Nach den erwähnten, auf einen nunmehr materiellen Kriegsbegriff gestützten (Zemanek aaO RN 2416), völkerrechtlichen Regeln und in Fortentwicklung völkerrechtlichen Verständnisses von gewaltsamen Auseinandersetzungen ist entscheidungswesentliches Kriterium für die Annahme eines bewaffneten Konfliktes nicht die formelle oder schlüssige Anerkennung der Konfliktsparteien als Kriegsführende, sondern vielmehr die Tatsache, daß die Konfliktsparteien - unabhängig von ihrer Anerkennung - zumindest als partielles Völkerrechtsobjekt angesehen werden, was etwa aus einer effektiven Beherrschung eines gewissen Territoriums, auf dem sie sich längere Zeit behaupten ("stabilisierte de facto - Herrschaft") und somit faktisch die Voraussetzungen der Staatlichkeit erfüllen, abgeleitet werden kann (Verdroß-Simma, Universielles Völkerrecht3 240).

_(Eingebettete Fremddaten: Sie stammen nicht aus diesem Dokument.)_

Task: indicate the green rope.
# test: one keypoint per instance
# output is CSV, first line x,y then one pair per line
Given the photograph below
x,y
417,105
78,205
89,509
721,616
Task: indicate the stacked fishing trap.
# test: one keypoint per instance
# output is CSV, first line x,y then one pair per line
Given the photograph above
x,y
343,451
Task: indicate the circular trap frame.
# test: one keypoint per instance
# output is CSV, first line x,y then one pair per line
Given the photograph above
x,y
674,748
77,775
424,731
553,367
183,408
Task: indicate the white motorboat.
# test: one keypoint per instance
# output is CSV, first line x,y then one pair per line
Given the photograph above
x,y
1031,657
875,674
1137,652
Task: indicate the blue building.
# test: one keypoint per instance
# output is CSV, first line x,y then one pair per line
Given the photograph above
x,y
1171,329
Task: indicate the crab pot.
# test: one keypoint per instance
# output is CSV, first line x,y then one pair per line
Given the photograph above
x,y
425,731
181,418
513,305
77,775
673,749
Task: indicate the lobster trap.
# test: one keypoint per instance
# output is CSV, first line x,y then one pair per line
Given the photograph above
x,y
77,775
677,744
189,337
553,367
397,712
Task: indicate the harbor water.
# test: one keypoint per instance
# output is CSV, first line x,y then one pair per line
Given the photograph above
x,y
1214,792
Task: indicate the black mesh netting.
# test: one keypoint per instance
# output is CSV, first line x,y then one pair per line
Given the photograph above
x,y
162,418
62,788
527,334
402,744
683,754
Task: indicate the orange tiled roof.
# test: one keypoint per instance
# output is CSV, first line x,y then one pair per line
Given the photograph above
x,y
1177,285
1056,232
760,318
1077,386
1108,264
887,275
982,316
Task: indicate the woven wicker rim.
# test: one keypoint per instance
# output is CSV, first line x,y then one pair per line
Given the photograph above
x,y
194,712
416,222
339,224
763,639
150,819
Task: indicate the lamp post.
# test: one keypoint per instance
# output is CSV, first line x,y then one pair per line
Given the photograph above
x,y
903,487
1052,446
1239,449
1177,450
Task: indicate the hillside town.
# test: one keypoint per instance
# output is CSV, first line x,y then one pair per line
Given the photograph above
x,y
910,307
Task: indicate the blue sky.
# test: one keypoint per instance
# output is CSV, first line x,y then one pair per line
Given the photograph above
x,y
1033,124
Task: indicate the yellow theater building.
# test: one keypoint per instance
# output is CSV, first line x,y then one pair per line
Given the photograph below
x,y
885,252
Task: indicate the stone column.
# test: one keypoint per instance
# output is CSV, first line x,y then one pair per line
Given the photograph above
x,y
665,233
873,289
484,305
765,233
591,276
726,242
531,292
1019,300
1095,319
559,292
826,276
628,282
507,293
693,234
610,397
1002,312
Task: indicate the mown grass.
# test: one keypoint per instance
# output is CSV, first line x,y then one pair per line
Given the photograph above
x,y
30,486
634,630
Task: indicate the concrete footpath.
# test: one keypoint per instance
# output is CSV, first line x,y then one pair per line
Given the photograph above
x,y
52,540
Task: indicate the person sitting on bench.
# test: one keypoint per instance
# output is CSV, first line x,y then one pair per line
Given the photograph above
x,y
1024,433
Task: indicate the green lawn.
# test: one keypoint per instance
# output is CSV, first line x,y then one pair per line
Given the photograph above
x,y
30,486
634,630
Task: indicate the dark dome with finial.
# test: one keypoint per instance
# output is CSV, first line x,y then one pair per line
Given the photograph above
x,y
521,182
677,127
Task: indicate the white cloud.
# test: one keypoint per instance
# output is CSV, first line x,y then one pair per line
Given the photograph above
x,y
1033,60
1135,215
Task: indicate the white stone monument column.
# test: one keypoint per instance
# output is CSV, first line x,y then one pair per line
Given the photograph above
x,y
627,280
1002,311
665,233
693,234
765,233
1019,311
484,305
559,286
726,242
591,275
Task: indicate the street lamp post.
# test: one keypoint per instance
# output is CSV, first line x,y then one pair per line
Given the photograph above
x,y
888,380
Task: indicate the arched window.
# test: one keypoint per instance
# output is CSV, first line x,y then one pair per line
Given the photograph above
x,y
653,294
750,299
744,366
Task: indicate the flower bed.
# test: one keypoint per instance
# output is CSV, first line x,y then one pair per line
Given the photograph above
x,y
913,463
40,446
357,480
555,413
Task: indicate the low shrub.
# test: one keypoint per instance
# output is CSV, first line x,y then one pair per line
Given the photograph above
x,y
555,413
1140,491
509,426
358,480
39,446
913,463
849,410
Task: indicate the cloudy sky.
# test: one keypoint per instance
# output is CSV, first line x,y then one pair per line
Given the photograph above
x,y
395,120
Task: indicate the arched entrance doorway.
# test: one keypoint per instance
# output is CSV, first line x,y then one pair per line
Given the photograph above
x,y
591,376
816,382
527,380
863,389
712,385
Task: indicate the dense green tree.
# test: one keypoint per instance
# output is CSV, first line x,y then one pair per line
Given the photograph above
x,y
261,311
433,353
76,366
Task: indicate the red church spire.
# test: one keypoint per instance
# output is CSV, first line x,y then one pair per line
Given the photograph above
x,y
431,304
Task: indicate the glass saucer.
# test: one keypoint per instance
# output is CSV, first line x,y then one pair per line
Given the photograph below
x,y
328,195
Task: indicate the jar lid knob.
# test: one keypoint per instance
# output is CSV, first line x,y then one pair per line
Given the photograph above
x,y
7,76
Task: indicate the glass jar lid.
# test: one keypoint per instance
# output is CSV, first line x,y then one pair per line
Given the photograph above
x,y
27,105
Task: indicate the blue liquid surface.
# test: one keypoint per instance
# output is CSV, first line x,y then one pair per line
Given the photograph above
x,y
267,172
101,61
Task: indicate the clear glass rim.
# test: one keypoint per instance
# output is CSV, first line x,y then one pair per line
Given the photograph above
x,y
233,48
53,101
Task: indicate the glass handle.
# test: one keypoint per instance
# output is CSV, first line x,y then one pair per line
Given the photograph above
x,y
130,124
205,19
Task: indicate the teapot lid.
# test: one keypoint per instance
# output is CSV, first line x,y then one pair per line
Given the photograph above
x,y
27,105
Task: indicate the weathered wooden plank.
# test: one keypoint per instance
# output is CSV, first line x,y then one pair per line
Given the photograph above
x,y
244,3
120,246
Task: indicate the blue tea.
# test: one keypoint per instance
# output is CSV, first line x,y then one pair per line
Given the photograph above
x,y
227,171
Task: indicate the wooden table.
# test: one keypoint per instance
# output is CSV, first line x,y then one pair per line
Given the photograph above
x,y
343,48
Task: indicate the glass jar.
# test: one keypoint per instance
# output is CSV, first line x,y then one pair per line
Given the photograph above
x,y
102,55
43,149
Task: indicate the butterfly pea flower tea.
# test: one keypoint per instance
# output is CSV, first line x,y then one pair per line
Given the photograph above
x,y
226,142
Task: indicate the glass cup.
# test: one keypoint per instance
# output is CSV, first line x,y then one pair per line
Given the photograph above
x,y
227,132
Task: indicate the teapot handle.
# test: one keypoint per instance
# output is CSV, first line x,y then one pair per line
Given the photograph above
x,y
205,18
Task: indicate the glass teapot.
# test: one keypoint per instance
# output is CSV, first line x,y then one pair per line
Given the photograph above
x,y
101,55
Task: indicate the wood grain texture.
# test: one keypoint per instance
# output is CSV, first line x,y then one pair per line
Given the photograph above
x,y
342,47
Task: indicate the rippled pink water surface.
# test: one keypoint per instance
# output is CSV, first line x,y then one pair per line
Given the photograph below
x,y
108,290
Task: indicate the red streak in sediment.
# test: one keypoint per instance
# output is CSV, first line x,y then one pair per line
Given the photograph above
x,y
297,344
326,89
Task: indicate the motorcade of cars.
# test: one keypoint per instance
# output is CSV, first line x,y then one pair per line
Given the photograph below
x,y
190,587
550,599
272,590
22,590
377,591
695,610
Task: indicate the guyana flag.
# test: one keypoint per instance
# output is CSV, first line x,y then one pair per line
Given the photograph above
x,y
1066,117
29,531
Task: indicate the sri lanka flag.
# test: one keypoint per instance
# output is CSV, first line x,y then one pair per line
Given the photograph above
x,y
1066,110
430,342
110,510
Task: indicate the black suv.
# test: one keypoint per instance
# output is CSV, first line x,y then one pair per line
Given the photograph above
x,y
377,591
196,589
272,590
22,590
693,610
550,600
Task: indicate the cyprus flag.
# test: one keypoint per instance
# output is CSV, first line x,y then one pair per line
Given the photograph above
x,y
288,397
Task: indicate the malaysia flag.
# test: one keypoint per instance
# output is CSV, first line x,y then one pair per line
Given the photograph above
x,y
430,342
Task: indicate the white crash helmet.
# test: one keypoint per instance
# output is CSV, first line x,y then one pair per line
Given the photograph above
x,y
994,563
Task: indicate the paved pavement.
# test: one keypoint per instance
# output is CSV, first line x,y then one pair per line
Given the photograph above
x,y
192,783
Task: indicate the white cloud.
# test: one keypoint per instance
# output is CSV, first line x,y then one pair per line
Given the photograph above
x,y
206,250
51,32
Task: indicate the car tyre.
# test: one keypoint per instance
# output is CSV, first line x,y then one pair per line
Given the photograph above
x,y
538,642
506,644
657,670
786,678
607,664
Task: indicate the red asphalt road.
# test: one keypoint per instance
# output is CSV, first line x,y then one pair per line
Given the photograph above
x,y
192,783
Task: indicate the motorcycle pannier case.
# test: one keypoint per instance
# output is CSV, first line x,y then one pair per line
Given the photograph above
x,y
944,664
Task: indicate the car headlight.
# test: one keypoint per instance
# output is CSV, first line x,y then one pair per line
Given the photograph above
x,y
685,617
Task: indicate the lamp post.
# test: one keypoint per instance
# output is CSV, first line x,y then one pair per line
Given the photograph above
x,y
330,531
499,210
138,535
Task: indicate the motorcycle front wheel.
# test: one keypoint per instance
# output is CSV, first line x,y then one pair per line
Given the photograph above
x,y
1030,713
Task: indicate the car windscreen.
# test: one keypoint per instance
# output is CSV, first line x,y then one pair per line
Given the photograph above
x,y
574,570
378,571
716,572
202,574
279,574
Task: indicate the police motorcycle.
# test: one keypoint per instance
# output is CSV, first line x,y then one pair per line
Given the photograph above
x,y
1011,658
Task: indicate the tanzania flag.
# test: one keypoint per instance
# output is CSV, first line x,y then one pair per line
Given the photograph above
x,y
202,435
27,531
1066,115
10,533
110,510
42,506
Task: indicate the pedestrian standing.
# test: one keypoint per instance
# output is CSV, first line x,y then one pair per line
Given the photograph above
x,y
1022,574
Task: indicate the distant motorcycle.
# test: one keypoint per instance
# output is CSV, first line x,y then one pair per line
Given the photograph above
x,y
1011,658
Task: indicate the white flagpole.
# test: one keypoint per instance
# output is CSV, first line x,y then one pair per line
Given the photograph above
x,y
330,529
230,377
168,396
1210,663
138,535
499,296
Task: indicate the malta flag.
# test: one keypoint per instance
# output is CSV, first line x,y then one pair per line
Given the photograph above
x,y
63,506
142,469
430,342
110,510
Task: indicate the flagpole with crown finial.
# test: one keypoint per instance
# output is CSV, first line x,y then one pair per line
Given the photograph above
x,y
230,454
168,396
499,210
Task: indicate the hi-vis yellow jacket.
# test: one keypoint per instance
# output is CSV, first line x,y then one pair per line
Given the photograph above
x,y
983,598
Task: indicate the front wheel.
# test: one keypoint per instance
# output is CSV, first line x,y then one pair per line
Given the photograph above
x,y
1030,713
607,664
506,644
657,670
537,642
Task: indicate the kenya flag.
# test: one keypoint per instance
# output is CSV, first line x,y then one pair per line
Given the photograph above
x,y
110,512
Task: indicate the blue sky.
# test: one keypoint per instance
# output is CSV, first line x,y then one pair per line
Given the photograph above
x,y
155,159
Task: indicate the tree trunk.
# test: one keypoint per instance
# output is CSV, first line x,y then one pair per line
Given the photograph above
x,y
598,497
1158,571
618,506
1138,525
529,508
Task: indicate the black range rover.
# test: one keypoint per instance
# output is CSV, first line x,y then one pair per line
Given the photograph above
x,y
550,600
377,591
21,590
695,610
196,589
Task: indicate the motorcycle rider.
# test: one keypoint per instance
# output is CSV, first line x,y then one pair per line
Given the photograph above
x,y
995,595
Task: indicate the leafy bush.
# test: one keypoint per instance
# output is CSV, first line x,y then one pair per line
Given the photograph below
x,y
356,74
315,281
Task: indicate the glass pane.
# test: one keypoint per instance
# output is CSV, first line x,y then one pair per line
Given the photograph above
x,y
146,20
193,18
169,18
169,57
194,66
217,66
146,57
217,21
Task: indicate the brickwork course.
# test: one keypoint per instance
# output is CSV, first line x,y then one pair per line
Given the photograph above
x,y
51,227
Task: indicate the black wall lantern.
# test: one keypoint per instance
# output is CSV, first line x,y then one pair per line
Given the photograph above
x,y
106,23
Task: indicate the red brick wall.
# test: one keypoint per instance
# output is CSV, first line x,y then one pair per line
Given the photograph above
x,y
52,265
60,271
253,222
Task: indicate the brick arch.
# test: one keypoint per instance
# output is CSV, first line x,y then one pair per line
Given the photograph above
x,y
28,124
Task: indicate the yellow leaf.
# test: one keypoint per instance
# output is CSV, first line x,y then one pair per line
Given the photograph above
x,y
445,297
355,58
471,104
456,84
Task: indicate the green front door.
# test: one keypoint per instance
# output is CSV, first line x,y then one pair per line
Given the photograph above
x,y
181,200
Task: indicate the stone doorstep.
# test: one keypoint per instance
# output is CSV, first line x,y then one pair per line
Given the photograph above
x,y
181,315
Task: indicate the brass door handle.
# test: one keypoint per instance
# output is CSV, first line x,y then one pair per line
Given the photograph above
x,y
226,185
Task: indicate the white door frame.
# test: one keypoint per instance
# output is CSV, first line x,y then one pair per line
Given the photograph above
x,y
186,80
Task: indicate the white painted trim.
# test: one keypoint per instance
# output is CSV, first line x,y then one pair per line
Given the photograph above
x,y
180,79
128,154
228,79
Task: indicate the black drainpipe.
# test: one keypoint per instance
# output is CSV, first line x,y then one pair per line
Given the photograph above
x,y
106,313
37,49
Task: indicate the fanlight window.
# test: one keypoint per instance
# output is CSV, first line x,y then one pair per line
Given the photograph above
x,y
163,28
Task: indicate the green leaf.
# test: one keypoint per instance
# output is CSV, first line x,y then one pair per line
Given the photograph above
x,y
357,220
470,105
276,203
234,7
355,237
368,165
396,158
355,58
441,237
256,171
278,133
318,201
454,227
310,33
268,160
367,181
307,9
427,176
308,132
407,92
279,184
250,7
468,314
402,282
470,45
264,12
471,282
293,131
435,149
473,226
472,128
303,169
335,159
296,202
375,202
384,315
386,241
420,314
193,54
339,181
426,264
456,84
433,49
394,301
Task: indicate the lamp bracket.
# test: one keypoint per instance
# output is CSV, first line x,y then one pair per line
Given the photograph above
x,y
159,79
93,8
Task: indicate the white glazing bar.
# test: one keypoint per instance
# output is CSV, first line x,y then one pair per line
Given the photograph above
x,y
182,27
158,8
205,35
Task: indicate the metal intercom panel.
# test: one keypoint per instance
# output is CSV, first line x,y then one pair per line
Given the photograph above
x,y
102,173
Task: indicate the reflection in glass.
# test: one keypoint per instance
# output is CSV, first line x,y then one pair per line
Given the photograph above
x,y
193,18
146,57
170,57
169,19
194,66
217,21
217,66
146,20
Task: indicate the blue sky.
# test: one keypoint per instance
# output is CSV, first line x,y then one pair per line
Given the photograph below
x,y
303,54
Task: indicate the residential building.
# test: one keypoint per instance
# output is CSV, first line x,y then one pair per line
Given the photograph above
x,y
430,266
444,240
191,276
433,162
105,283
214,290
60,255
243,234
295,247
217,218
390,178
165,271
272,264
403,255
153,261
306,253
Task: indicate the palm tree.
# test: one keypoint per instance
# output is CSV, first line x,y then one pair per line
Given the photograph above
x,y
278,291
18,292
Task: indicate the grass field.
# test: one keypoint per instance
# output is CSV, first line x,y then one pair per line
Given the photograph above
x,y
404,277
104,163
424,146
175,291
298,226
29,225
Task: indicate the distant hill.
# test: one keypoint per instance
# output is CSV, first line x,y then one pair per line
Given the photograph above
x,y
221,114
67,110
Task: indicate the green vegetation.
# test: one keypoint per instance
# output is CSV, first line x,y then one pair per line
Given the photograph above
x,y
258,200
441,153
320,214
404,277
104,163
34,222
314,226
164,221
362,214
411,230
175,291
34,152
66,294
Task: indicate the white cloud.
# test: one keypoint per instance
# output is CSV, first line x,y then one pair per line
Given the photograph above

Im vorliegenden Falle ist nach den allgemein bekannten historischen Ereignissen davon auszugehen, daß Kroatien, wenn es auch erst am 15. Jänner 1992 als Republik durch die Republik Österreich anerkannt worden war (Schreiben des Bundesministeriums für Auswärtige Angelegenheiten vom 10.April 1992 an Rechtsanwalt Dr.Michael L*****), schon im Tatzeitpunkt (5. bis 6.Oktober 1991) eine tatsächliche Herrschaft nach Art staatlicher Einrichtungen über ein bestimmtes Gebiet ausübte und dort auch anhaltende koordinierte Kampfhandlungen durchführte, so daß Kroatien zu diesem Zeitpunkt durchaus als partielles Völkerrechtsobjekt im dargelegten Sinn anzusehen ist, das übrigens schon lange vorher nach völliger staatlicher Selbständigkeit und Souveränität strebte (vgl. auch Bertel-Schwaighofer, Österreichiches Strafrecht BT II Rz 8 zu § 320 StGB). Hiefür sprechen auch die Schlichtungs- und Befriedungsmaßnahmen internationaler Institutionen, wie vor allem die Resolution 713 (1991) des Sicherheitsrates der Vereinten Nationen vom 25.September 1991 (BGBl. 1991/592), die sich unter anderem an alle Parteien und Beteiligten des Konfliktes in Jugoslawien mit der Bitte wendet, sich strikt an die Feuereinstellungsübereinkünfte vom 17.September 1991 und 22. September 1991 zu halten.
Entgegen der auf überholter Literaturauffassung gestützten Ansicht des Oberlandesgerichtes Linz liegen, sohin im gegebenen Falle die Voraussetzungen für die Erfüllung des Tatbestandsmerkmals "bewaffneter Konflikt" im Sinne des § 320 StGB in Ansehung der gewaltsamen Auseinandersetzung zwischen Kroatien und Serbien zum Tatzeitpunkt vor, ohne daß es der Anerkennung der Konfliktsparteien als Kriegsführende bedürfte."
Die Beschwerde der Generalprokuratur ist im Recht. Denn im vorliegenden Fall lag zur Tatzeit ein bewaffneter Konflikt im Sinne des § 320 StGB vor. Es bedarf daher keiner besseren Aufklärung des Sachverhaltes.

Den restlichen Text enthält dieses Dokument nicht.